Diminished Media Presence at Gitmo for Tomorrow's Hearings
Khalid Sheikh Mohammed and the other 9/11 defendants have hearings this week, beginning tomorrow at Guantanamo's court for military commissions -- their first hearings since May.
Reporters who are there tonight say on Twitter the number of reporters seems to have decreased by 50%. Some estimate only 25 reporters are there, and several of them are there for the first time, representing organizations such as Jesuit Weekly and the Bergen Record.
The defense lawyers complained today that the office space they were given is infested with rats, rat feces and mold and making them ill. They filed a Motion called "Mr. Mohammad's Emergency Motion to Delay the October 2012 Hearing due to Defense Offices Being Deemed Unsafe by the US Naval Hospital Guantanamo Bay due to the Presence of Hazardous Mold, Rodents, and Rodent Feces." While (naturally) the motion and responses are sealed, the Court's one sentence order denying the motion is available on the docket (choose the active case for KSM from the dropdown list and then the link for all documents at the bottom or the docket link.) [More...]

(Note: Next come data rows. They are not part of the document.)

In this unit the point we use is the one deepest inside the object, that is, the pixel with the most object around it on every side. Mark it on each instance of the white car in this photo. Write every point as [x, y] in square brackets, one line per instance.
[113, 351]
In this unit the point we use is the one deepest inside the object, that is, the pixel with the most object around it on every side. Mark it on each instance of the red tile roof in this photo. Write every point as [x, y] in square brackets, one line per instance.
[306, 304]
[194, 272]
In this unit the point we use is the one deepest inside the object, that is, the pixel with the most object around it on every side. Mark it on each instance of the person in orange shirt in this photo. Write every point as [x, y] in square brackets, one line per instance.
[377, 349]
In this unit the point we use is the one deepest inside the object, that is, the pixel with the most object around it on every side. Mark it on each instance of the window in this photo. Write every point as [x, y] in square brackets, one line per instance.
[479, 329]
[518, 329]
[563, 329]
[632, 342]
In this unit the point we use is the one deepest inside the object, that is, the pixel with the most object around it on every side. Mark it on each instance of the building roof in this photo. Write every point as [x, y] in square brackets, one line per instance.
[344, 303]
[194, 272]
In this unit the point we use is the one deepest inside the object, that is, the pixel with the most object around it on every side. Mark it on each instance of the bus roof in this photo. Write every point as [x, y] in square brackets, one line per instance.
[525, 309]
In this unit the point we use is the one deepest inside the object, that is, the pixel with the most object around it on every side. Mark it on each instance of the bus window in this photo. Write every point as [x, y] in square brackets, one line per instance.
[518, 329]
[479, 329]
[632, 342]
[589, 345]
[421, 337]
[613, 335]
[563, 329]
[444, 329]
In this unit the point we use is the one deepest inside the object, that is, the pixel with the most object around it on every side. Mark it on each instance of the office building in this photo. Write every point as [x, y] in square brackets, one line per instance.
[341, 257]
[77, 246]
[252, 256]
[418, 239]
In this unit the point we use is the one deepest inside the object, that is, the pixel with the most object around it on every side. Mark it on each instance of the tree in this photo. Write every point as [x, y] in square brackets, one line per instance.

One of the big issues this week will be the government's request to prevent torture details at the trials. Not only that, they are asking the court to limit the defense attorneys' ability to discuss such treatment with their clients. And it seems like the Court is going to go along.
Among the media who is there and will be arguing for openness this week, in addition to the ACLU:
ABC, Inc., Associated Press, Bloomberg News, CBS Broadcasting, Inc., Fox News Network, The Miami Herald and its parent McClatchy Co., National Public Radio, The New York Times, The New Yorker, Reuters, Tribune Company, Wall Street Journal, and Washington Post.
Show Trials. As the ACLU says:
“The government’s claim that it can keep from the public the defendants’ testimony about their ‘thoughts and experiences’ of torture is legally untenable and morally abhorrent,” said Hina Shamsi, director of the ACLU’s National Security Project and the attorney who will argue the motion Wednesday. “There is an ongoing public debate about the fairness and transparency of the Guantánamo military commissions, and if the government succeeds in imposing its desired censorship regime, the commissions will certainly not be seen as legitimate.”